I only have one best friend from high school who I’ve never fought with over anything, never stopped being friends with her over whatever, never got mad at her for anything. They say a good friendship is put to the test if something happens, but I say some of the best friendships are ones where friends never ever piss each other off and I only have a handful of friends who have never ever in all my 27-years piss me off. Sometimes we drifted apart just because life happened, but other than that, we’re still on good terms. I know she ditched me a couple of times because she was in a bad place in her life in high school, but I didn’t get mad over it. She also has a kid. We hung out often, too, and still never pissed each other, off. I remember drawing penises all over her notebook in advance English and her mom saw all the drawings. One time when we visited her mom’s house, I couldn’t believe she still had all those notebooks I drew on after all those years. I cracked up.
Recently, she just sent me some disturbing news about herself. She has cancer and doesn’t know how long she has left and can’t see that well or something. I’ll have to call her back later when I get back from my errands. I meant to call her a while back when she gave me another number, but I think that’s about the time I was starting to write my novel. She asked me how’s my job going at my old office, but she has no idea I lost my job months and months ago that’s how long we haven’t hung out. I knew I was going to lose it so I prepared myself and saved up a couple of months of rent. Once my saved up money ran out, luckily, I’ve been getting odd jobs for my business to suffice. So I couldn’t care less what people who don’t know me think ill of me. I work my ass off for my shit and I don’t need to prove it to the haters who don’t know anything about my life.

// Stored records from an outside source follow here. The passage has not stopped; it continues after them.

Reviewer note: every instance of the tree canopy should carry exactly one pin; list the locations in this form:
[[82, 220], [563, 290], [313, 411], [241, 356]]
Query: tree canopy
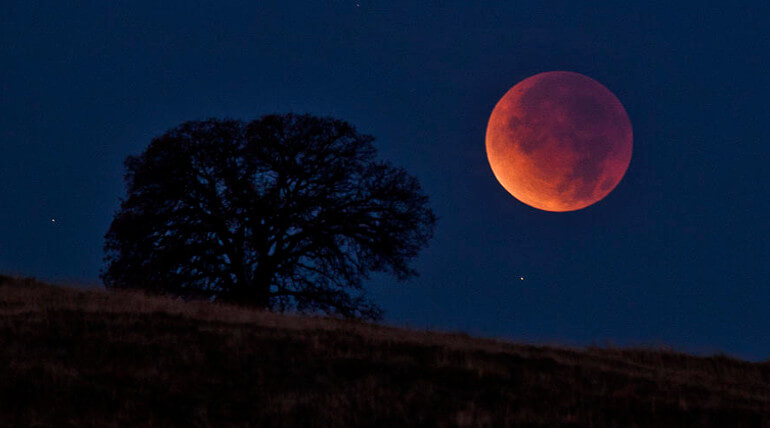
[[283, 212]]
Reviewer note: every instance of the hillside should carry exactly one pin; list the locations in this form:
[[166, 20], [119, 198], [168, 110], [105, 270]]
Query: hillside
[[94, 358]]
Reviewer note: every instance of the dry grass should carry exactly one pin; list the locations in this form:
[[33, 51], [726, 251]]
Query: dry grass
[[94, 358]]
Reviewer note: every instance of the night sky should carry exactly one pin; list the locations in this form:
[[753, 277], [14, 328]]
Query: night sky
[[676, 255]]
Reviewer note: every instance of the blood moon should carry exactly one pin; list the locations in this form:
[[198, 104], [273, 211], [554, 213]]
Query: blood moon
[[559, 141]]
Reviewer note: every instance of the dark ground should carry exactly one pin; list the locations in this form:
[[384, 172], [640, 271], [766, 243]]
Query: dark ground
[[94, 358]]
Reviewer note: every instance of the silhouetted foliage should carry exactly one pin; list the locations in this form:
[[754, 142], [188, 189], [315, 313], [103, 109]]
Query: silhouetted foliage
[[287, 211]]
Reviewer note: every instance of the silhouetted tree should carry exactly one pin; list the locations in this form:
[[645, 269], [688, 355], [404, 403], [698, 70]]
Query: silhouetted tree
[[287, 211]]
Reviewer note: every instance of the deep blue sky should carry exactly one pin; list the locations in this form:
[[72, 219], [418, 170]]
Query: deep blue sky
[[677, 254]]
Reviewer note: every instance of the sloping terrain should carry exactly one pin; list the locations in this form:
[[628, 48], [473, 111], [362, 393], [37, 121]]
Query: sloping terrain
[[95, 358]]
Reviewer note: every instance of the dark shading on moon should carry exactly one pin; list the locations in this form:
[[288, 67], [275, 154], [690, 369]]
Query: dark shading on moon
[[559, 141]]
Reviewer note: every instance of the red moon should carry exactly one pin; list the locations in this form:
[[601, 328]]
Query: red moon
[[559, 141]]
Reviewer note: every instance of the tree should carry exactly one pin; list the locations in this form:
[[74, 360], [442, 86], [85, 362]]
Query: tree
[[285, 212]]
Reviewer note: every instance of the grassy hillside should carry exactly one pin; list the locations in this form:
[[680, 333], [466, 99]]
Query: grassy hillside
[[91, 358]]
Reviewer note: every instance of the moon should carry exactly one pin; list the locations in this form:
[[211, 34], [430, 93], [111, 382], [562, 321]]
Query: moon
[[559, 141]]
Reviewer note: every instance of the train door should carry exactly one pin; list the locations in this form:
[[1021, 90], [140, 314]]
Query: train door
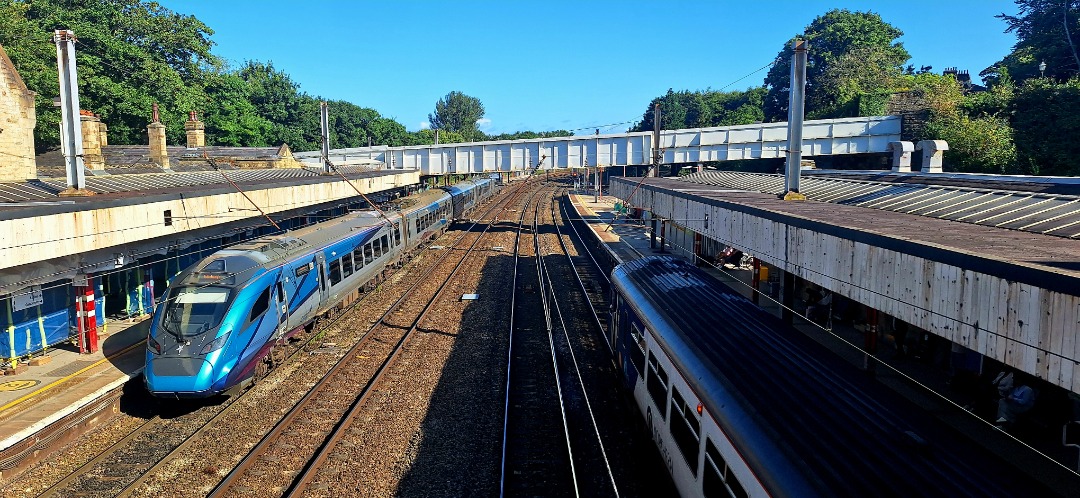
[[281, 303], [324, 291], [302, 292]]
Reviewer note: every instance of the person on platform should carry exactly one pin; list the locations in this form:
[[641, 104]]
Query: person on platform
[[1016, 401]]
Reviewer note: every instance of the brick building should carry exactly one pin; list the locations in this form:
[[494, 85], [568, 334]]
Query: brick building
[[17, 119]]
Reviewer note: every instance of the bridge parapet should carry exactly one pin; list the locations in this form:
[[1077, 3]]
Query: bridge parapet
[[763, 140]]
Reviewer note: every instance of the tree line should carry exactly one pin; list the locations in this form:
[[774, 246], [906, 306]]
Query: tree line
[[1024, 121], [134, 53]]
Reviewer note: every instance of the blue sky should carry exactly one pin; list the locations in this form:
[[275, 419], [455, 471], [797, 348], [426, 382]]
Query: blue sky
[[559, 65]]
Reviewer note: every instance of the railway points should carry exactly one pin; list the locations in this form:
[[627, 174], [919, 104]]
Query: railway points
[[630, 238]]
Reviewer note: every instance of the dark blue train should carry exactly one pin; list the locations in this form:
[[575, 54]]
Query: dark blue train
[[742, 404], [220, 322]]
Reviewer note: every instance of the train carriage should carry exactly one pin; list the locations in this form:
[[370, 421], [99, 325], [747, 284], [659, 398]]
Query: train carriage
[[224, 317], [742, 404]]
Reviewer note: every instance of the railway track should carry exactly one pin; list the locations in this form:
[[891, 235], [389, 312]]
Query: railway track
[[537, 459], [313, 434], [418, 424]]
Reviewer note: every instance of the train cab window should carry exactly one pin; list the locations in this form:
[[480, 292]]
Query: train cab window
[[260, 306], [346, 265], [686, 429], [335, 271], [657, 384], [636, 348], [718, 482]]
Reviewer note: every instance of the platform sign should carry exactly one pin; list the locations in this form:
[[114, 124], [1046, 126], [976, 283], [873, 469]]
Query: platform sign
[[26, 298]]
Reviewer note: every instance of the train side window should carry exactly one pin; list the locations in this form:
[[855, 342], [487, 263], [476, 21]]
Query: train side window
[[260, 306], [335, 271], [657, 382], [685, 430], [346, 265], [718, 482], [636, 348]]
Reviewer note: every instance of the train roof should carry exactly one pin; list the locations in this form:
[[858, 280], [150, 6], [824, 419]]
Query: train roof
[[794, 407], [466, 186]]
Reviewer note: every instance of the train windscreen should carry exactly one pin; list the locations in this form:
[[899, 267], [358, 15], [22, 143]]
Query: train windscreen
[[192, 310]]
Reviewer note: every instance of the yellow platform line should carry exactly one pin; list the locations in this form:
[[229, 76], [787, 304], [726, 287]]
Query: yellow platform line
[[69, 377]]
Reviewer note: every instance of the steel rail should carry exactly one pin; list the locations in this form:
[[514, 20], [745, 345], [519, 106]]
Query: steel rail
[[569, 346], [304, 480]]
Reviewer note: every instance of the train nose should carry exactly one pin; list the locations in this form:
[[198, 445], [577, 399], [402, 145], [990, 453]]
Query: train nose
[[178, 375]]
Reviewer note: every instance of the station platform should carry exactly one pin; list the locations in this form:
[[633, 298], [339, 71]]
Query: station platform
[[63, 393], [1038, 453]]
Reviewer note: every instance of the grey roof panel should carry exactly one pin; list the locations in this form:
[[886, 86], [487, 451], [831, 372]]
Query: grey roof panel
[[986, 202]]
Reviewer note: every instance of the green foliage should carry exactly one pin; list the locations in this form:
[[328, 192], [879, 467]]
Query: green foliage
[[976, 145], [704, 109], [457, 112], [840, 44], [529, 135], [1047, 124], [1047, 31], [130, 55]]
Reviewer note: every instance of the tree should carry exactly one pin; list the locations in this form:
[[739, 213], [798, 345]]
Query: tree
[[1047, 31], [457, 112], [1045, 123], [703, 109], [836, 40], [130, 54]]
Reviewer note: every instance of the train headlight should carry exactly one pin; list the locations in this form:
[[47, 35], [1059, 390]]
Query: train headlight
[[152, 345], [216, 344]]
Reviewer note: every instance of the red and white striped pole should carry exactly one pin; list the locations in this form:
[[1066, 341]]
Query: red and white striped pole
[[85, 317], [91, 315], [80, 323]]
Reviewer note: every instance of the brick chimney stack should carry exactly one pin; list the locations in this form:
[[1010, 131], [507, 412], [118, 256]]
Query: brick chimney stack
[[92, 140], [196, 129], [156, 131], [17, 119]]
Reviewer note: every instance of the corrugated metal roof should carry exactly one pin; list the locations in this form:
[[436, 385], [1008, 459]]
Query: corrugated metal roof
[[48, 189], [1040, 213]]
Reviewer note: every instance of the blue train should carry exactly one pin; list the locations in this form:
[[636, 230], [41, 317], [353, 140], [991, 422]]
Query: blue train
[[743, 405], [220, 322]]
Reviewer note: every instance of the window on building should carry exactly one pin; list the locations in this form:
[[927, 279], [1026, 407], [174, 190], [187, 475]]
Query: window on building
[[657, 384], [717, 481], [335, 271], [685, 430]]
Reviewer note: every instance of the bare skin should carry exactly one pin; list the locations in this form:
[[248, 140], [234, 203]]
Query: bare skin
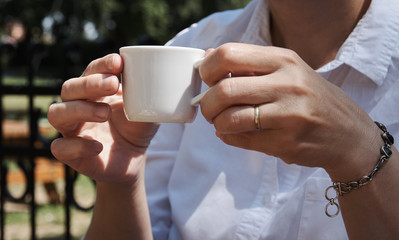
[[99, 142]]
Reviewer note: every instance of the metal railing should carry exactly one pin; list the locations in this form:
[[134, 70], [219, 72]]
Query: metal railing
[[27, 153]]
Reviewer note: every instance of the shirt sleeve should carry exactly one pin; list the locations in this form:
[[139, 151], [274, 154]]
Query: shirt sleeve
[[160, 160]]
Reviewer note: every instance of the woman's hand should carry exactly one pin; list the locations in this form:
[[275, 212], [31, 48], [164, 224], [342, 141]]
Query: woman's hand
[[304, 119], [98, 139]]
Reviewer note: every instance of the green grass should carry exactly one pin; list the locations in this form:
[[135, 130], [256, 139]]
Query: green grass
[[50, 217]]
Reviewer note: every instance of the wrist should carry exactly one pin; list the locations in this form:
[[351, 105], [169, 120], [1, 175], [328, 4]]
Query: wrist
[[342, 188], [359, 159]]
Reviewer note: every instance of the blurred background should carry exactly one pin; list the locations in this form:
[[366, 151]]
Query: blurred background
[[42, 44]]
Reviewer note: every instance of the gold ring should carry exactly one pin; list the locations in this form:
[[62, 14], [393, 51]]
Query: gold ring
[[257, 120]]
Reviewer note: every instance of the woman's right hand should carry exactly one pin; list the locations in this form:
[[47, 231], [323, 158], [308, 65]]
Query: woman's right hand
[[98, 140]]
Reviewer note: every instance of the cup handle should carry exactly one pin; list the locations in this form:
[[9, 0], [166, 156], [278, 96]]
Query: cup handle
[[196, 100]]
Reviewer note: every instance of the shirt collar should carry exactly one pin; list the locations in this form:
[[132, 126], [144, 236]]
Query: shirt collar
[[369, 48], [258, 28]]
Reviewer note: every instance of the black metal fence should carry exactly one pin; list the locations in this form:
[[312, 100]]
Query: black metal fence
[[36, 144]]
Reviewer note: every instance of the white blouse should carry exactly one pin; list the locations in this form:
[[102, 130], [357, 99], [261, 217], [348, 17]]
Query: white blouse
[[200, 188]]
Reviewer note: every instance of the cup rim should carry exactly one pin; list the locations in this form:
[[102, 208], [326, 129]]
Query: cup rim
[[160, 47]]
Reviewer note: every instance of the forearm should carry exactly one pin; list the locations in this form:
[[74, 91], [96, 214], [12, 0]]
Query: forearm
[[120, 212], [371, 212]]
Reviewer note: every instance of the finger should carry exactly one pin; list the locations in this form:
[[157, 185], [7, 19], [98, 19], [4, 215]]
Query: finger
[[241, 119], [239, 91], [71, 150], [89, 87], [67, 117], [109, 64], [240, 59]]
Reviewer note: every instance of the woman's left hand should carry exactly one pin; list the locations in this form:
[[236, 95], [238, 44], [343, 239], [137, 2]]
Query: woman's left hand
[[304, 119]]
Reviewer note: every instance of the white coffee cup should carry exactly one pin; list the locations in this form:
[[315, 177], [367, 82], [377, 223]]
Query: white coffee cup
[[160, 82]]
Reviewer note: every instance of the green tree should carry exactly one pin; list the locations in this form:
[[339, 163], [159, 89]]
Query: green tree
[[124, 21]]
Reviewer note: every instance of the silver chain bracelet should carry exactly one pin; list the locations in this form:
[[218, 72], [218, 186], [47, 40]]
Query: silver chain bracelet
[[342, 188]]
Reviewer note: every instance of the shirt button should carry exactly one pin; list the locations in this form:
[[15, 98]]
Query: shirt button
[[267, 198]]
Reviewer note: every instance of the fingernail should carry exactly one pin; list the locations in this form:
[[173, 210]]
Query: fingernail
[[102, 112], [98, 147], [109, 84]]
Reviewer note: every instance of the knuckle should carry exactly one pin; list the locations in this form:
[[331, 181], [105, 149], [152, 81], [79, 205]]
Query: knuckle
[[225, 90], [65, 89], [225, 52], [233, 122], [289, 56], [110, 62], [56, 148], [52, 114]]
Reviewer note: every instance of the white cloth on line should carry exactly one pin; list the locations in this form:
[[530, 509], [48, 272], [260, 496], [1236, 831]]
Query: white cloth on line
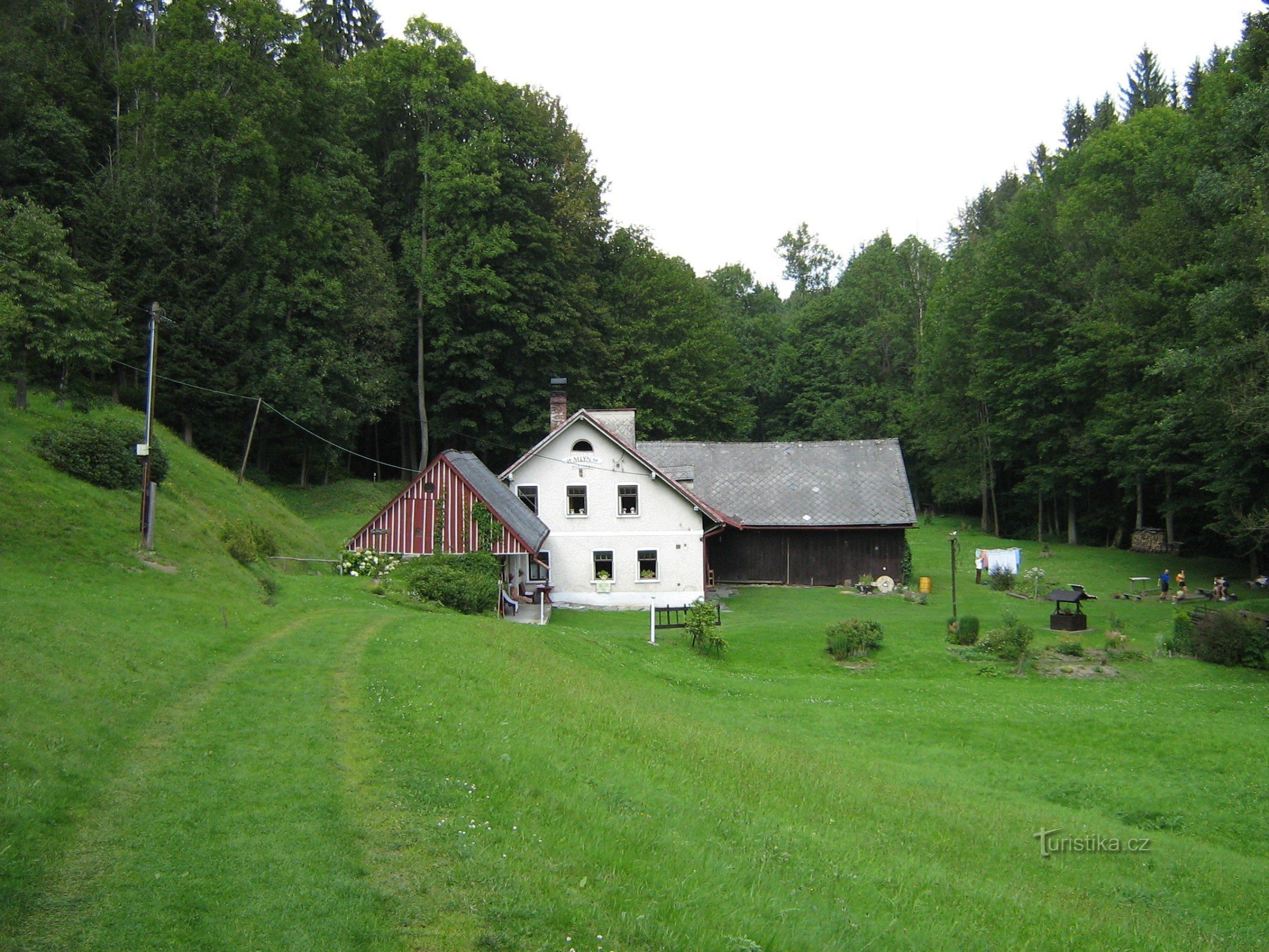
[[1004, 560]]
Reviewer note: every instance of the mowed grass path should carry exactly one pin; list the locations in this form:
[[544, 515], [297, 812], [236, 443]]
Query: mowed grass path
[[368, 777]]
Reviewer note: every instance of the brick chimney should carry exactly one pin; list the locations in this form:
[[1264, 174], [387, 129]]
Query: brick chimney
[[559, 403]]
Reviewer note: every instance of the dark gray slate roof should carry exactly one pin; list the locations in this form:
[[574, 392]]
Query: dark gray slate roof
[[500, 499], [826, 483]]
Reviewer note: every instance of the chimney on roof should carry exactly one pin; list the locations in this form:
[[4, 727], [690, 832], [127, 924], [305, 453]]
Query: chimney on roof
[[559, 403]]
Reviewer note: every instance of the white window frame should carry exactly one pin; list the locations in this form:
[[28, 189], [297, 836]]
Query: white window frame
[[535, 568], [619, 488], [612, 562], [656, 556], [537, 497]]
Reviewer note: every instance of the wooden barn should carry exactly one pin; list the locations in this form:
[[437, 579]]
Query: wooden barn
[[455, 506], [798, 513]]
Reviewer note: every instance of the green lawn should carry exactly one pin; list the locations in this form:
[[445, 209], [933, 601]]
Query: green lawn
[[337, 772], [339, 509]]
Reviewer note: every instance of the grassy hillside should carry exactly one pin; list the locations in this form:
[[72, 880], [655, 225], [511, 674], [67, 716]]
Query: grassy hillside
[[94, 646], [338, 511], [341, 774]]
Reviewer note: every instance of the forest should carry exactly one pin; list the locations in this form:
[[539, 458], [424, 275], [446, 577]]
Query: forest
[[396, 252]]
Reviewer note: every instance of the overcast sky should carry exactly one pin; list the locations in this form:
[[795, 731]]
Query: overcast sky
[[720, 126]]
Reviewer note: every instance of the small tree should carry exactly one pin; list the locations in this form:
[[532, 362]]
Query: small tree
[[702, 630]]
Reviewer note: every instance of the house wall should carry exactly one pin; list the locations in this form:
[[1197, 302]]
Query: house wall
[[805, 556], [666, 522]]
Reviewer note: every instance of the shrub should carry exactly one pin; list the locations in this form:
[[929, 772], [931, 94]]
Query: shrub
[[466, 583], [367, 563], [99, 450], [700, 627], [1232, 639], [853, 636], [1182, 640], [964, 630], [1009, 643], [248, 541], [1002, 581]]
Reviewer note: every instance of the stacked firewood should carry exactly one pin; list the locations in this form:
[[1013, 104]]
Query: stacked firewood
[[1154, 541]]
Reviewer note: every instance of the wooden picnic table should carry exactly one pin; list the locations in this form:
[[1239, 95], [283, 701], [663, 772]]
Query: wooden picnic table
[[1140, 585]]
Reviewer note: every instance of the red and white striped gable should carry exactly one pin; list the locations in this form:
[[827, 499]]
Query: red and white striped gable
[[408, 525]]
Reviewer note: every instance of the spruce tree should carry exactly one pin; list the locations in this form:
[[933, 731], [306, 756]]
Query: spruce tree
[[1076, 126], [343, 27], [1148, 87]]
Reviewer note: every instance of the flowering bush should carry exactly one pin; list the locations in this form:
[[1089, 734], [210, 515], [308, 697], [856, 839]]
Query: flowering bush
[[367, 563]]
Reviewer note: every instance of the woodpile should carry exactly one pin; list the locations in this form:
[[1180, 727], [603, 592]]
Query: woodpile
[[1154, 543]]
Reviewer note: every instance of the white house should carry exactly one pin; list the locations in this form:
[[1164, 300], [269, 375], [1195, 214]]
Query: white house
[[622, 534]]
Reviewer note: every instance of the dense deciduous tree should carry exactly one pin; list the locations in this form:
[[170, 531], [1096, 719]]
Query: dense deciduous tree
[[54, 321]]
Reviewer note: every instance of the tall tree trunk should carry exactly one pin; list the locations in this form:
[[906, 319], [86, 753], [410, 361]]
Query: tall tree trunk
[[984, 522], [995, 513], [20, 384], [378, 466], [1168, 507], [423, 268], [423, 403]]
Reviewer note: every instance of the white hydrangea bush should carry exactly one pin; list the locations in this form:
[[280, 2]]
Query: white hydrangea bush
[[367, 563]]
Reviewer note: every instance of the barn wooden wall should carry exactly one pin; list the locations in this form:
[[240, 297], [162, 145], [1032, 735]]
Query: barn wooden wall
[[805, 556], [405, 526]]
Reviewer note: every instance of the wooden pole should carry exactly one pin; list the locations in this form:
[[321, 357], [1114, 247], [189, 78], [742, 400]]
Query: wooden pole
[[148, 532], [250, 436]]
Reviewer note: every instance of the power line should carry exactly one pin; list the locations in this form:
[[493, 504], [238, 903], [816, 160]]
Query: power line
[[353, 452]]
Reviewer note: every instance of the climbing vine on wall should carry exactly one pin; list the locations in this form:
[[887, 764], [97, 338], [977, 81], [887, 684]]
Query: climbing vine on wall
[[488, 530], [438, 527]]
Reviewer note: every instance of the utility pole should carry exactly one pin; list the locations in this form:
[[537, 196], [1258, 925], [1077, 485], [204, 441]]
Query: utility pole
[[250, 436], [148, 488]]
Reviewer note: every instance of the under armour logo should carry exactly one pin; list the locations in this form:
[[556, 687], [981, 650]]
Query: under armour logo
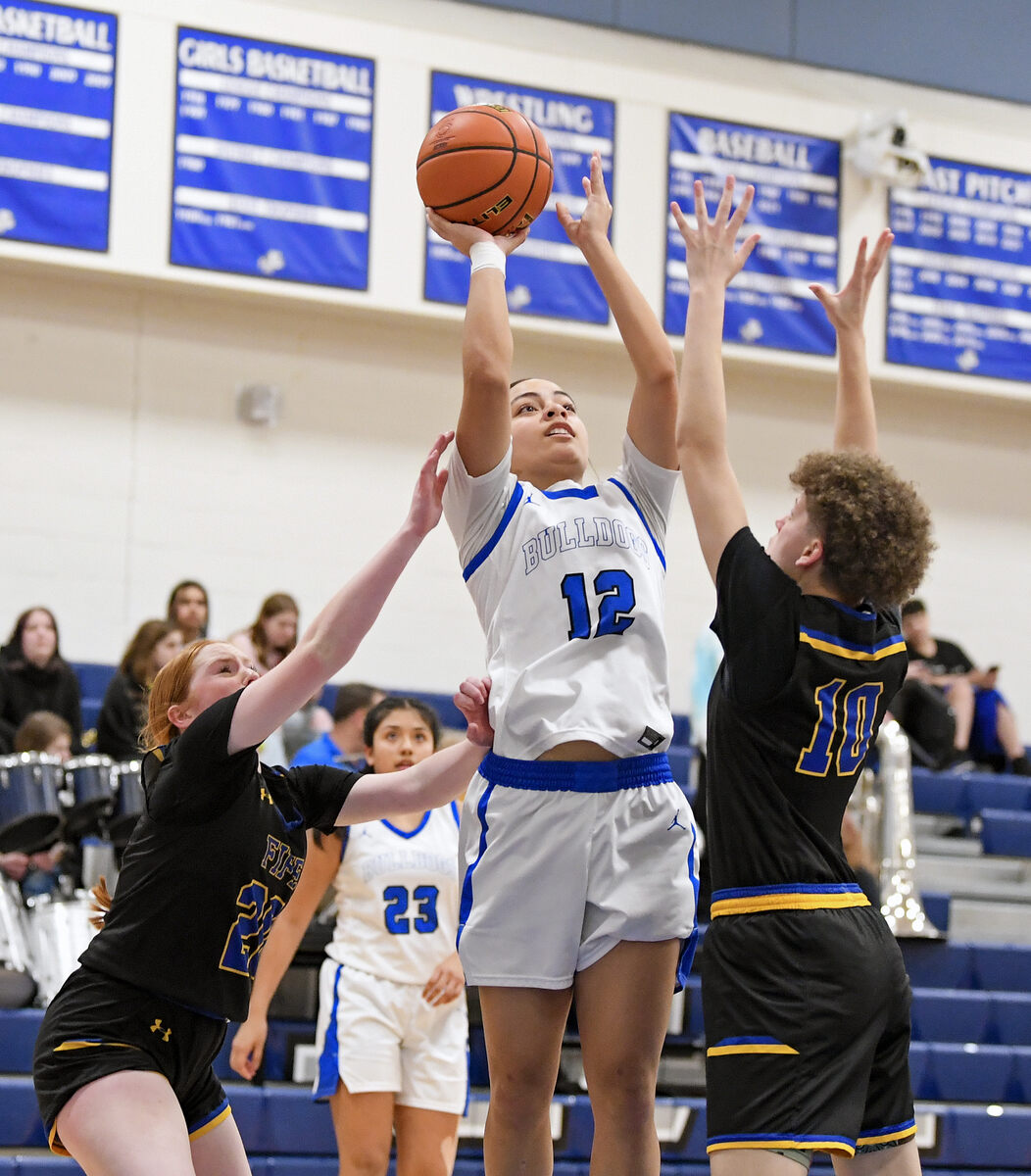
[[164, 1034], [650, 739]]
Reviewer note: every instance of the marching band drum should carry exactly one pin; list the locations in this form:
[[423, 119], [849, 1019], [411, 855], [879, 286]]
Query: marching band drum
[[89, 800]]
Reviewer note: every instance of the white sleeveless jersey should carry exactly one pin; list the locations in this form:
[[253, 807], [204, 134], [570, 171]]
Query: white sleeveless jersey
[[398, 898], [569, 585]]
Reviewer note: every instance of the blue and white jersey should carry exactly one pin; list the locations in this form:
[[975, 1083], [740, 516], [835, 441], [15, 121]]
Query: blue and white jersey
[[569, 585], [398, 898]]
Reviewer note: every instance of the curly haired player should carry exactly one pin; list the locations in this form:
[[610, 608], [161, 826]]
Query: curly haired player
[[805, 992]]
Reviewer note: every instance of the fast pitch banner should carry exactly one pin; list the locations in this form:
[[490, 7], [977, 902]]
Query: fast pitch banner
[[57, 109], [547, 275], [272, 160], [795, 210], [960, 271]]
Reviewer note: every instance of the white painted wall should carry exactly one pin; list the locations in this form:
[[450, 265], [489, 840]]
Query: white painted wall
[[123, 467]]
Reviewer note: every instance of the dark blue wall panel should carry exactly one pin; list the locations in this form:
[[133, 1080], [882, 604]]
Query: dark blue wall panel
[[969, 46], [749, 26], [972, 47]]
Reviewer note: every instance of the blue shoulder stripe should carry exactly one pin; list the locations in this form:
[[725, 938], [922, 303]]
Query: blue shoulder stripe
[[577, 492], [641, 516], [488, 547]]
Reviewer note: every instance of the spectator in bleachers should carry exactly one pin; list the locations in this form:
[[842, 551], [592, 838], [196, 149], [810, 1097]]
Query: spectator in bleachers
[[985, 728], [188, 610], [42, 730], [266, 642], [123, 710], [343, 745], [805, 993], [123, 1064], [34, 676], [393, 1028], [272, 634]]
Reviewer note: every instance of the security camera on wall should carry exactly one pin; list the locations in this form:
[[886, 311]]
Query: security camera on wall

I still sometimes wonder after I confessed my undying like to *him,* how he would have reacted around me in person at work, ah ha where we would have had to see each other every day if I didn’t get laid off before he got back. We probably would have talked it out and it wouldn’t have been awkward, but we’ll never know since I lost my job before he got back from college to work there again.
She was dating this new man, but he turned out to be a shit bag who was married the whole time they were dating and APPARENTLY had one child born during the whole time they were dating…kind of sounds like that black guy one post before, but it’s a different one. What’s up with sucky men in this freaking town? Are all the good ones really taken? She’s a mother who’s always cared for her child no matter how much men deemed her “crazy.” She never abandoned her child, unlike the men who will take care of other women’s children but not their own.